Dahi Kethra mengerut, kakinya mundur selangkah untuk menjaga jarak. "Yang Mulia, Anda sadar apa yang Anda bicarakan, bukan?" Dia mengusap tangannya, seolah ingin menghapus jejak ciuman Max dari sana.

"Apa yang kaupikirkan?" Max maju, tangannya terangkat untuk meraih wajah Kethra. Gadis itu meremang saat Max menyelipkan rambutnya, dan napas si Putra Mahkota yang berhembus tepat di sisi kepalanya. Napas itu hangat, dan saat bibir merah ranum menyapu telinganya, dia bersumpah dapat mendengar detak jantungnya berhenti.

"Kau tentu tidak berpikir aneh-aneh 'kan, Kethra? Seperti aku melemparkanmu ke ranjangku dan melucuti pakaianmu sampai tak tersisa satu benang pun?" Bisikan Max membuat Kethra merona sampai ke leher. Bayangan itu melintas di pikirannya, tapi bergegas diusir secepat mungkin. Max menduselkan hidungnya ke telinga dan leher Kethra, menghirup aroma sabun dan mawar. Kethra makin meremang, mendorong sang Putra Mahkota menjauh.

Dia tak tahu Max mampu bertindak seintim itu.

Napasnya tercekat saat melihat Max menyeringai. "Anda memancing saya, Yang Mulia?"

"Oh, tidak. Tidak. Aku tak berniat merangsangmu, atau merangsang diriku sendiri. Tidak perlu setegang itu, lagipula kau sering berkunjung ke kamarku saat kecil."

"Itu saat kecil." Kethra memijit hidung, ronanya menghilang begitu saja, berganti kejijikan dan kemarahan. Max mengangkat bahu, menyambar tangannya kemudian menggeretnya. Kethra memekik, berusaha melepaskan diri. Tidak ada siapapun di sekeliling mereka, dia baru menyadari hal itu.

Bencana.

Tak ada yang tahu jika Max menyeret putri Duke ke kamar untuk melakukan entah-apa. Bukannya dia berpikir macam-macam, karena dia sudah menduga hal macam apa yang dikatakan Max di sana. Namun dia benci kekasaran ini. Tangan Max mencengkeramnya terlalu erat.

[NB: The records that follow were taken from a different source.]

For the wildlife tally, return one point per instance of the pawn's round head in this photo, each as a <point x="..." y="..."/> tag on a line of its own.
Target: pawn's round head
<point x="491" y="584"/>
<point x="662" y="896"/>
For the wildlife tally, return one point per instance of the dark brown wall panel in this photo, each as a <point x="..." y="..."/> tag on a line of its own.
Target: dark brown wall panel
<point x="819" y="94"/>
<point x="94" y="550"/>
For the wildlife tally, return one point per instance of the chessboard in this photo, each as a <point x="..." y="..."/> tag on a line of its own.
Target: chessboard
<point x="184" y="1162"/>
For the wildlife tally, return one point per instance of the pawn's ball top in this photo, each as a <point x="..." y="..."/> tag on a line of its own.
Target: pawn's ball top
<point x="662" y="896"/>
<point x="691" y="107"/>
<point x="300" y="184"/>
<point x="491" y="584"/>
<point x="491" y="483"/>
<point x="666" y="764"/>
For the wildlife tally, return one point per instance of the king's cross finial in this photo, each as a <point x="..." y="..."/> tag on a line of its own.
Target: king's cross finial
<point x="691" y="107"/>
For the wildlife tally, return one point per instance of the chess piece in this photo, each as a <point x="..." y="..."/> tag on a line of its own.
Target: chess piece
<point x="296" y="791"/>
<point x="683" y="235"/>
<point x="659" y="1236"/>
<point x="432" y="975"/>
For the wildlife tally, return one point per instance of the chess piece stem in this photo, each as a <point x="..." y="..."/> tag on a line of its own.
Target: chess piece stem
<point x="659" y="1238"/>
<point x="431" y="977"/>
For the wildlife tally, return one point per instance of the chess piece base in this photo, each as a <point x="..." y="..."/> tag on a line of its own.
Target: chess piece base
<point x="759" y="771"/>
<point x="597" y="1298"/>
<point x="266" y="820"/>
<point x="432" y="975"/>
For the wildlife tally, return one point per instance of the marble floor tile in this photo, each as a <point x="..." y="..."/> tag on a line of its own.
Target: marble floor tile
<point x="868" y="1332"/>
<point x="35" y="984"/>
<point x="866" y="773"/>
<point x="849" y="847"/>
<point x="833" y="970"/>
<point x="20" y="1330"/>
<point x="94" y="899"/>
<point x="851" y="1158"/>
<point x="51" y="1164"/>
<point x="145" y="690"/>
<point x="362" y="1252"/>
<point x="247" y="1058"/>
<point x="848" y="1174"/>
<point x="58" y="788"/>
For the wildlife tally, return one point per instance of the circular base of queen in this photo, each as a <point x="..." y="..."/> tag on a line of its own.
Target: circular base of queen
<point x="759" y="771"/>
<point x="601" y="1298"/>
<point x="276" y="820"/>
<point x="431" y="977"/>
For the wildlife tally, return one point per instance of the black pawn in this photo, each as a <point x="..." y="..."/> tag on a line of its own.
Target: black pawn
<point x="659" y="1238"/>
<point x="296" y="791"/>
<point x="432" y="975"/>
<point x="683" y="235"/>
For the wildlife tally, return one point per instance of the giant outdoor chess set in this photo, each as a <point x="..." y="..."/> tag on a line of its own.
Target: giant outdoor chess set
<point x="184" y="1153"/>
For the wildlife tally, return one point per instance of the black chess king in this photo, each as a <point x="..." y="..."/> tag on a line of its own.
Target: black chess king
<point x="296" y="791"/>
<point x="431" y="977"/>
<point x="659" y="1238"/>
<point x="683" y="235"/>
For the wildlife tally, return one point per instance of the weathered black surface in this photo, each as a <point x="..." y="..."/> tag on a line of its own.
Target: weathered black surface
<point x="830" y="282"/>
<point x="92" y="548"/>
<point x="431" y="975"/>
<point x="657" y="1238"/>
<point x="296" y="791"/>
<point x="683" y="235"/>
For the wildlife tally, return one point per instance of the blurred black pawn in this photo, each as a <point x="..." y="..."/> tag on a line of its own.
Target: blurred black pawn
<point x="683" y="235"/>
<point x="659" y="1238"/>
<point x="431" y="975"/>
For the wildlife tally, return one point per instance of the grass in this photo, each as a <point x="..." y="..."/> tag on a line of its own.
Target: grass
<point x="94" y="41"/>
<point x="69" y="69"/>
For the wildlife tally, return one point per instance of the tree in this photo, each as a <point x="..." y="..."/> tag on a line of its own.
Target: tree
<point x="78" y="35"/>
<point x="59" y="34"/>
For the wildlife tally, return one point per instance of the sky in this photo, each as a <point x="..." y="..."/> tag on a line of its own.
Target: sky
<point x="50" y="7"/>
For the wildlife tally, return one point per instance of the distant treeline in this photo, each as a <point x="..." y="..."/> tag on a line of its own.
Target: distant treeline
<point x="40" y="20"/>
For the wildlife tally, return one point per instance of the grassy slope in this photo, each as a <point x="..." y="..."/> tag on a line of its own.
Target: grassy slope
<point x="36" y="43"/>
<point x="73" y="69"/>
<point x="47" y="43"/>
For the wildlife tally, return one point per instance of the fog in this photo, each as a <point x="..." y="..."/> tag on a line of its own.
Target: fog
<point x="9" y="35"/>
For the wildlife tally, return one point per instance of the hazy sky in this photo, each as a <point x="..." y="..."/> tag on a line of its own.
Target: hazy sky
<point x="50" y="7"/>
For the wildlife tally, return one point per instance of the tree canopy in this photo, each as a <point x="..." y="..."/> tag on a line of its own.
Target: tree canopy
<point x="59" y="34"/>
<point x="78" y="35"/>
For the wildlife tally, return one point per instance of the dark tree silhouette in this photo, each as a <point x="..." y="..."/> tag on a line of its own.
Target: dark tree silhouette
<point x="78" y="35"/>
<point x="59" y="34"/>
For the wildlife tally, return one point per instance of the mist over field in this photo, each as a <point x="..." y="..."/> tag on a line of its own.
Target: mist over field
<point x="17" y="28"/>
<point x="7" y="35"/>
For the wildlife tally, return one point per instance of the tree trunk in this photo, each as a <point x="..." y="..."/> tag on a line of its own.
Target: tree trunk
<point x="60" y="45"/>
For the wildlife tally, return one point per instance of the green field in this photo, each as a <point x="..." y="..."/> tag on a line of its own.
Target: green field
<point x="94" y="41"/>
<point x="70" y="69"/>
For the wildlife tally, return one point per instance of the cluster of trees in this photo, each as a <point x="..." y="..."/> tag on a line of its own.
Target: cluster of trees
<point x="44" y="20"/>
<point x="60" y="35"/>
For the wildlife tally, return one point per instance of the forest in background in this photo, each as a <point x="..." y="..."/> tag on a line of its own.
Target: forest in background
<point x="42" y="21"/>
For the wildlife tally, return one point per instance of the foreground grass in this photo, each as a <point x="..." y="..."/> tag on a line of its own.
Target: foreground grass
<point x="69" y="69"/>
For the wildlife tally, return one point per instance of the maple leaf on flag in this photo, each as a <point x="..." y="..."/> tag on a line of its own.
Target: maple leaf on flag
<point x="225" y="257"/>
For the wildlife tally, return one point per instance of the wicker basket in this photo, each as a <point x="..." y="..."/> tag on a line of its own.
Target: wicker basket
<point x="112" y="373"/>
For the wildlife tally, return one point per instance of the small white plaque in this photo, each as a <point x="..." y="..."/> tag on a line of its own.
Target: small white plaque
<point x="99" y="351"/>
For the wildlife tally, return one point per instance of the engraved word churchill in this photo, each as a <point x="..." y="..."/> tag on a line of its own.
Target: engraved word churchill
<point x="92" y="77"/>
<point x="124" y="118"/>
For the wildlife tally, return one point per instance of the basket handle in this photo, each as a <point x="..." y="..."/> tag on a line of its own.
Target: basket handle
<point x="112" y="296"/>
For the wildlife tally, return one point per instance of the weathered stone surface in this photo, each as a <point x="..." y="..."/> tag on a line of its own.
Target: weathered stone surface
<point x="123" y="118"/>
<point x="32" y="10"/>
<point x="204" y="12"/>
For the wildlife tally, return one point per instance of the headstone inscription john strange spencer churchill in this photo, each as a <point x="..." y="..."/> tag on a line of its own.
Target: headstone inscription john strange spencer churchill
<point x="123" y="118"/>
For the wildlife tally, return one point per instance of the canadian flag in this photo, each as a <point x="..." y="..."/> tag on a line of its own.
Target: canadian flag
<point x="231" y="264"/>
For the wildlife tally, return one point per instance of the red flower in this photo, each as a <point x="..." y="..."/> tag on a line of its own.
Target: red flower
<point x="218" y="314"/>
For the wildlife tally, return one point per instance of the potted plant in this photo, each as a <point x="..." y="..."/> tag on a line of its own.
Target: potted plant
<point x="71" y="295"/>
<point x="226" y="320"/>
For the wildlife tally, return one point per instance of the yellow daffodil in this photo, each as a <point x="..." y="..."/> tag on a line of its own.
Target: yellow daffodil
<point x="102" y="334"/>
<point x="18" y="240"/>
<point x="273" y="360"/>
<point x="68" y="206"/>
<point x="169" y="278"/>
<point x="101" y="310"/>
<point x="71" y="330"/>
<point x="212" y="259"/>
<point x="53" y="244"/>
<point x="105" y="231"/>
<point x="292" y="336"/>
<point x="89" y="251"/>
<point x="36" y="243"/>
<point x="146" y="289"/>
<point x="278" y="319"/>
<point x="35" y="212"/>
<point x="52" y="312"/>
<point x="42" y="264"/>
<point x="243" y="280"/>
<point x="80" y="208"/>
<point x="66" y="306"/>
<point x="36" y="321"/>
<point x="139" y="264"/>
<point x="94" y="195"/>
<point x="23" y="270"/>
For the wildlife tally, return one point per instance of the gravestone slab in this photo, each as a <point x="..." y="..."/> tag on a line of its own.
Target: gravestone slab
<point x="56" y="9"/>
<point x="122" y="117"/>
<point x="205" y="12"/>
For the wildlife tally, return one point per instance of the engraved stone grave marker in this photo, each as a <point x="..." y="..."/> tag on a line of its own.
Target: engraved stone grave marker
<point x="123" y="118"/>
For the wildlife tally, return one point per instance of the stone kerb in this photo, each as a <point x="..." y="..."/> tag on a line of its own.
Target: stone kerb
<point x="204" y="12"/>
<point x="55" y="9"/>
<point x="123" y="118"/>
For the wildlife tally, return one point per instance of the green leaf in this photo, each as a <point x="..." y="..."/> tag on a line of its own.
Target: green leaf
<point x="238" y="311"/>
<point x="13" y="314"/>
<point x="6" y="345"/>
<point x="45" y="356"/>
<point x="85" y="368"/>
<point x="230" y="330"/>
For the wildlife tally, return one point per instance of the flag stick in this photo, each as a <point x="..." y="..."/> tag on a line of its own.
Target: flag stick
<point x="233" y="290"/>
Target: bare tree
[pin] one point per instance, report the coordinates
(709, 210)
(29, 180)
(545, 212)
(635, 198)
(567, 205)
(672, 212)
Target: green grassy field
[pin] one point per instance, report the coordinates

Kethra meronta-ronta, mengirim sengatan sihir, tapi Max tak kelihatan terganggu sama sekali. Dia cuma bergidik, kemudian berbisik sangat pelan di telinga Kethra lagi. "Menurutlah padaku, atau teman-temanmu akan dalam bahaya."

Kethra terpaku, umpatan keluar dari mulutnya. Max cuma terkekeh, lantas merangkul pinggang Kethra. Gadis itu tak dapat berbuat apa-apa karena diancam menggunakan sahabatnya. Dia tegang di bawah sentuhan Max, seolah pria itu ingin menyentuhnya lebih jauh, lebih dalam, lebih liar. Dia memikirkan berbagai pembalasan dendam saat Max menutup pintu kamarnya.

Kamar ini sama seperti yang terakhir kali diingat Kethra asli. Bernuansa klasik dengan sentuhan warna ungu dan emas. Ranjang besarnya bisa muat sampai tiga orang. Jendela-jendela menghadap ke labirin dan taman dandelion. Rak memuat berbagai aksesoris berbahan emas dan perak. Harganya setara dengan biaya hidup dua tahun warga sipil. Rak lain berisi koleksi pedang, yang panjang dan bentuknya bervariasi, dengan gagang mewah bertakhtakan berlian. Sebagian adalah pedang hiasan, tapi yang lain dapat digunakan untuk pertarungan sungguhan.

Permadani berbulu angsa berada di bawah sofa beledu berbantal. Pendiangan di belakangnya padam, tapi ada bekas pembakaran di mana-mana. Mungkin itu dinyalakan belum lama ini, tapi Kethra tak melihat adanya kepentingan menyalakan pendiangan saat panas menghantam kota.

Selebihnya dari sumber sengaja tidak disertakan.